Le romancier développe un récit remettant en cause les fondements mêmes de l’Église catholique, apostolique et romaine que sont la Passion et la Crucifixion du Christ. Il met en scène les principales personnalités du Vatican, depuis le secrétaire d’État, les membres de la Congrégation pour la propagation de la foi — le nom diplomatique du Saint-Office l’héritière de l’Inquisition. Mais, l’auteur, à aucun moment, ne se laisse aller à une dichotomie ni un manichéisme entre les bons chrétiens et les mauvais païens, ou l’inverse.
Avec sa galerie de personnages, il fait exprimer tous les points de vue, que ceux-ci viennent de croyants sincères, de non-croyants tout aussi sincères ou de ceux qui font semblant de croire. Il expose les idées, les opinions et laisse à chacun la liberté de se forger un avis, d’adhérer à l’une ou l’autre des affirmations. Mais il fait montre des opinions des chefs de l’Église qui, campés sur des dogmes séculaires, font tout ce qui est en leur pouvoir pour conserver la situation actuelle même s’ils savent parfaitement que les bases sont erronées et falsifiées.
Le mensonge sacré, comme les autres volets de la série, d’ailleurs, est construit avec une documentation solide où Luis Miguel Rocha fait preuve d’une érudition certaine sur nombre de questions relatives à l’histoire de la religion catholique romaine. Il expose l’origine des jésuites, cet ordre religieux fondé par Ignace de Loyola, un ordre dont l’histoire est particulièrement riche et intense. L’influence de cet ordre reste indéniable et le pouvoir du supérieur général, appelé aussi le Pape noir, surpasse selon certains celui du pape lui-même. Il explicite le fonctionnement du Vatican, en expose les différentes composantes et les divers courants qui ne coulent pas tous dans le même sens.

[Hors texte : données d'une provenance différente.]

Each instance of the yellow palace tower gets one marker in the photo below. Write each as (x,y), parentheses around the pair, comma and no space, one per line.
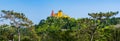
(59,14)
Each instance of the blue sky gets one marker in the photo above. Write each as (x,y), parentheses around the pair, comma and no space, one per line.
(36,10)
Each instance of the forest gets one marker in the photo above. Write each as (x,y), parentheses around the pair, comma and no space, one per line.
(99,26)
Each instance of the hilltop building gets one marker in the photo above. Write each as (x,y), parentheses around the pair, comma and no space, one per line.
(59,14)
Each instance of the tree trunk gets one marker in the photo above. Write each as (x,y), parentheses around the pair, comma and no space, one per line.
(18,34)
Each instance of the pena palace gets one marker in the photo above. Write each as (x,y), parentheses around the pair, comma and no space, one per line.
(58,14)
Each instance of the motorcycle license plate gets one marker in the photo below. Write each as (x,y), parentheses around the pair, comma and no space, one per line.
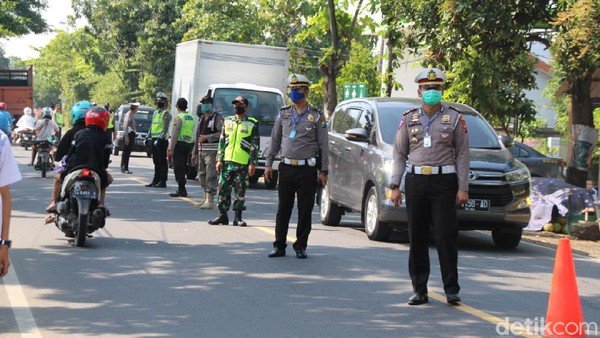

Le romancier manie aussi le double sens avec brio tant dans le titre que dans les textes. Par exemple, il fait entendre à Francesco, le nouvel amant de Sarah, la sentence le concernant : “Il n’y a aucune raison d’avoir peur. Votre rôle dans cette histoire n’est même pas celui d’un personnage secondaire ; à peine celui d’un figurant qui va bientôt être congédié.” Il n’hésite pas à pratiquer l’autodérision quand il glisse en fin de paragraphe, alors qu’il décrit les passagers de l’Eurostar dans lequel voyagent Rafael et Jacopo : “…une vieille femme au regard vif… plongé dans le best-seller du moment, un roman qui parle de complots au Vatican… et même d’un mensonge sacré.“
Mais toutes ces informations, ces apports ne ralentissent pas le tempo de l’action, une action débridée où chaque chapitre, relativement court, se conclut par un rebondissement surprenant. Il offre ainsi un récit vif, enlevé, au rythme tonique, nerveux, avec des dialogues pétillants et, si les situations s’y prêtent, pleins d’humour.
Le mensonge sacré est un des romans à lire absolument pour la richesse de l’action et de son contenu informatif. Attention, vous voudrez lire tous les autres tomes de la série !
serge perraud
Luis Miguel Rocha, Le mensonge sacré (A Mentira Sagrada), traduit du portugais par Vincent Gorce, l’aube, coll. “noire poche”, novembre 2019, 648 p. – 14,90 €.